Creating and running launch configurations

You can use a launch configuration to run an AQL extractor against a data collection. If you want to run the extractor against more than one collection, you can create a launch configuration for each collection and save them for future use.

Before you begin

Procedure

  1. Right-click a Text Analytics project, and click Run As > Run Configurations.
  2. In the Run Configurations panel, right-click Text Analytics > New in the navigation pane. A new Text Analytics configuration is created and selected in the navigation pane, and the Main tab opens in the content pane. The information in the Project Preferences tab is completed by using the properties that were inherited from the project.
    1. If the project is a modular AQL project, select the list of modules to be included.
    2. Select the language of the data collection.
    3. Click Browse Workspace or Browse File System to select the location of the data collection.

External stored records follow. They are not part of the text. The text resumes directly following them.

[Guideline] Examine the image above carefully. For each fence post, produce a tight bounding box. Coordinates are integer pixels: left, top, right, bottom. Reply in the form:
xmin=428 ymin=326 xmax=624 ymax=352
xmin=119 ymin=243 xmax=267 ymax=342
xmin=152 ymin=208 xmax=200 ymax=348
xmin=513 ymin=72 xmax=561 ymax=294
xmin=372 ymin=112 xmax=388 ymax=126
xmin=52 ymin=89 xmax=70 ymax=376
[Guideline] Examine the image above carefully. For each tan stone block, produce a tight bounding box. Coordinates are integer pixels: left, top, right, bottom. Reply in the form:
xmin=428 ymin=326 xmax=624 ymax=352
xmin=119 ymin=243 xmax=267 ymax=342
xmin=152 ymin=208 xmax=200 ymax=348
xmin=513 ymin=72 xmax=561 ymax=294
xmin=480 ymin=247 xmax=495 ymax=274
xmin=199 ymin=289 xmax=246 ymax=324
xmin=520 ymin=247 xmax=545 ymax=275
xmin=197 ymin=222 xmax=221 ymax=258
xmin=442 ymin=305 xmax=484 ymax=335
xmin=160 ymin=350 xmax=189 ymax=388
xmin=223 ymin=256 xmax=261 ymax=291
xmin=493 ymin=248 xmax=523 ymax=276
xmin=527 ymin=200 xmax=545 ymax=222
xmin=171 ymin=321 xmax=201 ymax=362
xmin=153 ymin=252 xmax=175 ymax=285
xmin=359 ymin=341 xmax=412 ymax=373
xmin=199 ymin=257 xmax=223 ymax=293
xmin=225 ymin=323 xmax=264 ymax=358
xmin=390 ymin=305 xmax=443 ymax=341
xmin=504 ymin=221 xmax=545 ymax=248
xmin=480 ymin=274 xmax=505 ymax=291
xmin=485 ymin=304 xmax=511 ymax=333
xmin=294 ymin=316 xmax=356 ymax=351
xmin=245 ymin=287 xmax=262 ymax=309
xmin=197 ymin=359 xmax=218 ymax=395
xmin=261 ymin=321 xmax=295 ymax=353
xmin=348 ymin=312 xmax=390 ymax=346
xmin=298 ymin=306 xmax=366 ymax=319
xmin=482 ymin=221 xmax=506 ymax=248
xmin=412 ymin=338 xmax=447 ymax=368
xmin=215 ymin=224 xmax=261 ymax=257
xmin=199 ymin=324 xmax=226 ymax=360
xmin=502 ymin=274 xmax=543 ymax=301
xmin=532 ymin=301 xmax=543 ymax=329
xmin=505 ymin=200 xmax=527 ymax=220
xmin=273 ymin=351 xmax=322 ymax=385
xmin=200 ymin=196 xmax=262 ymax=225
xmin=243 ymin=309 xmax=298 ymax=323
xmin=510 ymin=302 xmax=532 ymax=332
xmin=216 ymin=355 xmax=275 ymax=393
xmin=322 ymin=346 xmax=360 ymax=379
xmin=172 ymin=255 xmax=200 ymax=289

If one or more selected modules require external view data, choose a JSON file of suitable format as explained in Data collection formats.
      CAUTION:
      In the file selection window, if you select the Show All Files check box, ensure that you select a file that conforms to one of the supported formats. If you select a file that has an unsupported format, it can return unexpected results.
      Valid formats for data collections are provided in Data collection formats.
  3. The Text Analytics run configuration has two more tabs: External Tables and External Dictionaries. If the project is a modular AQL project and contains external dictionaries or external tables, they are listed in these tabs. You can pass data to the external artifacts that are declared in the extractor. For more information, see the External tables and External dictionaries tabs in the Text Analytics run configuration.

Results

How the Text Analytics system stores extraction results in the file system

After an extractor runs, one result file is generated for each input document. All result files have the .strf file extension. Result files are stored in the file system so that results can be displayed in the Text Analytics tool.

Input files that do not have annotations are not serialized and not considered for processing in the InfoSphere BigInsights Tools for Eclipse.

If the input document is a file with no special characters within a directory, then the name of the result file (.strf) is the same as the input file. However, for some data collections (such as a .ZIP file, a directory with a subdirectory, or a del file with internal labels that contain special characters), the name of the result file cannot be directly mapped to the input file name. This occurs because the label can contain certain special characters that are not allowed in a file name (such as '/', '?','%','*',':','|','<','>','\','"' ). As a result, the Text Analytics system flattens the hierarchy (in the case of a .zip directory or a subdirectory), or it normalizes the file name with special characters (in the case of del files that contain input document labels as URLs, for example, by replacing the path separators and special characters with a special character '~'). In rare situations, two input documents can have labels with the same result file name, differentiated by a version number, for example MyDoc.strf and MyDoc(1).strf. Results are also saved in a result-<system-timestamp> subdirectory in the result directory for the project. See Comparing the results of one extractor run to the results of another run to compare the performance of the results. See Evaluating the quality of an extractor by combining the labeled data collection with the Annotation Difference Viewer to evaluate the differences in data collection between results.

Tip: To run a recently launched configuration again, select the configuration from the Run toolbar button menu.